It was a G50. I just bought one new - it was an '05, but had never been sold. It is a beautiful guitar, both looks and sound - and it cost about $700 less than the original list price! They are still out there, and for your money, you aren't going to get a better guitar for a better price if you can still find "new" ones. (The G40 is a beautiful guitar too.)


----------



## guitarman2 (Aug 25, 2006)

Skndstry said:


> It was a G50. I just bought one new - it was an '05, but had never been sold. It is a beautiful guitar, both looks and sound - and it cost about $700 less than the original list price! They are still out there, and for your money, you aren't going to get a better guitar for a better price if you can still find "new" ones. (The G40 is a beautiful guitar too.)


Yes you are right it was the G50. I am in the market for a new dred. I wonder how hard it will be to find one. There is a music store just down the street from my office that sold Garrison. This is where I tried out the G50. I wonder if they have any.


----------



## Skndstry (Jul 21, 2009)

Got mine at LA Music on Lakeshore in Mississauga. They had one G50 and a couple of G40's left. Great deals on both. (They also has a G50 for $600, but it had had some kind of repair.) They might still have them - they weren't advertised on the website. 

Good luck.
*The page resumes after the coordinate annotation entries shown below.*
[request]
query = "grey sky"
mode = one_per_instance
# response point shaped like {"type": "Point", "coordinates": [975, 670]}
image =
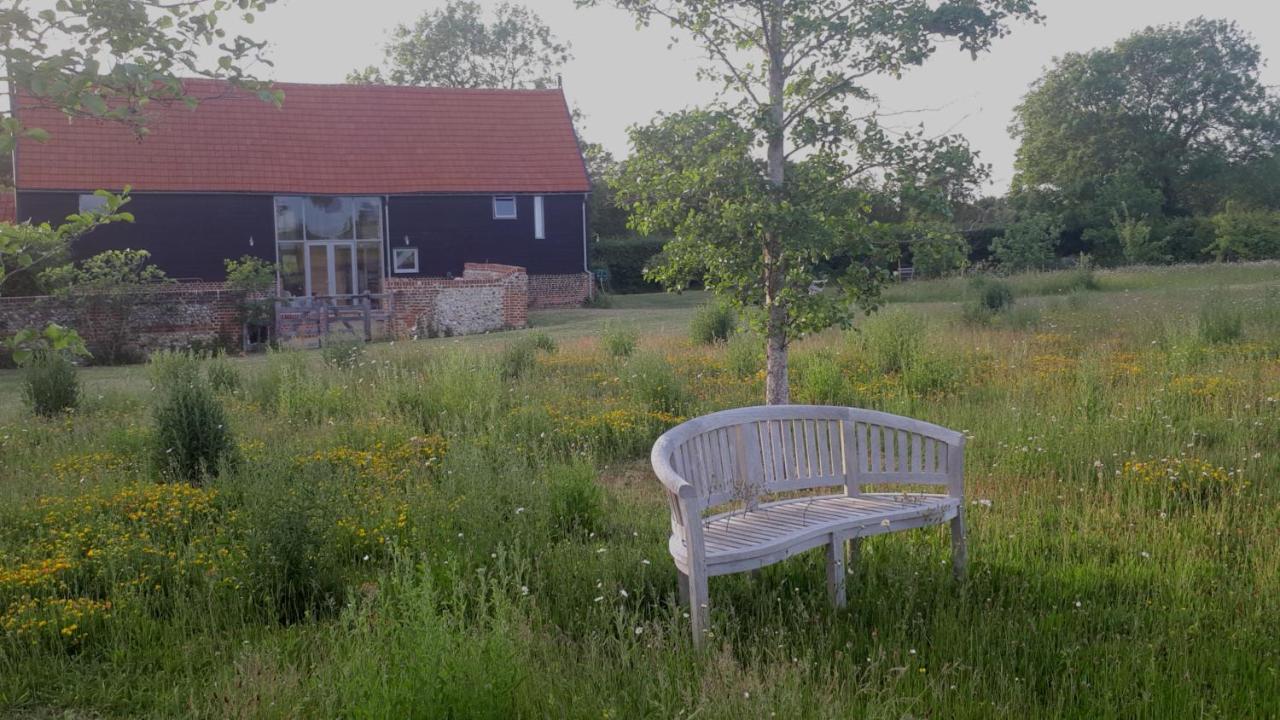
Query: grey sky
{"type": "Point", "coordinates": [621, 76]}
I LOVE mine.


----------



## terry9317 (Sep 14, 2009)

*hmm*

wonder what gibson will learn from this and what the next generation guitar will be.... anybody hear about that scientific experiment going on that allows you to play anything you can imagine ?


----------



## Drazden (Oct 26, 2007)

I was lucky enough to get my dream Garrison -- G41 with Fishman electronics--on Kijiji this week, and on one of LA Music's spam ads on Kijiji, they've got another one without the preamp and a top repair for $150 more. Snap up the deals you can; I don't think there will be many around after all the stock leftover dries up.


----------